They already know the prices we get on all of our jobs (maintenance). If one of them is looking at a job to quote and are unsure of a price to give, I tell them to first think of another job we already are doing that is comparable to this new job they're looking at. Now based upon that, they can use that price to give the new prospective customer an estimate (until I give the final price).
Do you ever run into problems doing this? Like, for example, quotes that are just way too low in an obvious attempt to get paid a commission? Is there anything, by means of a written guideline for pricing, that you can refer to for disciplinary action with an employee? I would think that if you are telling employees to eye-ball stuff and quote prices, eventually, you might notice that over time your gross per hour starts declining.
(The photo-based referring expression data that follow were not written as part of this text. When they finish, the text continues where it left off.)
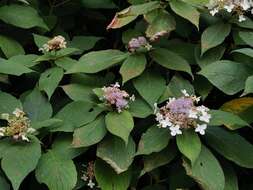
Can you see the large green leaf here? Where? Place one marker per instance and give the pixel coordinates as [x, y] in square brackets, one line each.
[96, 61]
[186, 11]
[231, 145]
[27, 16]
[206, 171]
[19, 159]
[108, 179]
[170, 60]
[150, 86]
[90, 134]
[37, 106]
[189, 145]
[214, 35]
[153, 140]
[56, 172]
[77, 114]
[120, 124]
[10, 47]
[228, 76]
[50, 79]
[133, 66]
[116, 153]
At least if that employee has an incentive to see the deal close.
I am trying to figure out how to expand my business to multiple crews and eventually hire a salesman to bid maintenance work. I've got a concrete formula for pricing small residential (up to 13,000 sq ft of lawn) that I just created this winter. I've back tested it to all of my existing accounts and it seems to work pretty well. It leaves nothing to human subjectivity. Basically, you measure the square footage of the lawns and the beds and then start deducting and adding for various elements present in the landscape. I know this is going to give me a lot more uniformity in pricing than what I was getting last year with the eye-ball approach. And with minimal training, an employee could do it and get the same price I would. When I worked for Chemlawn years ago, that's how they did things. They had a concrete pricing system that didn't rely on human subjectivity. Obviously, their system works. They've been in business for years.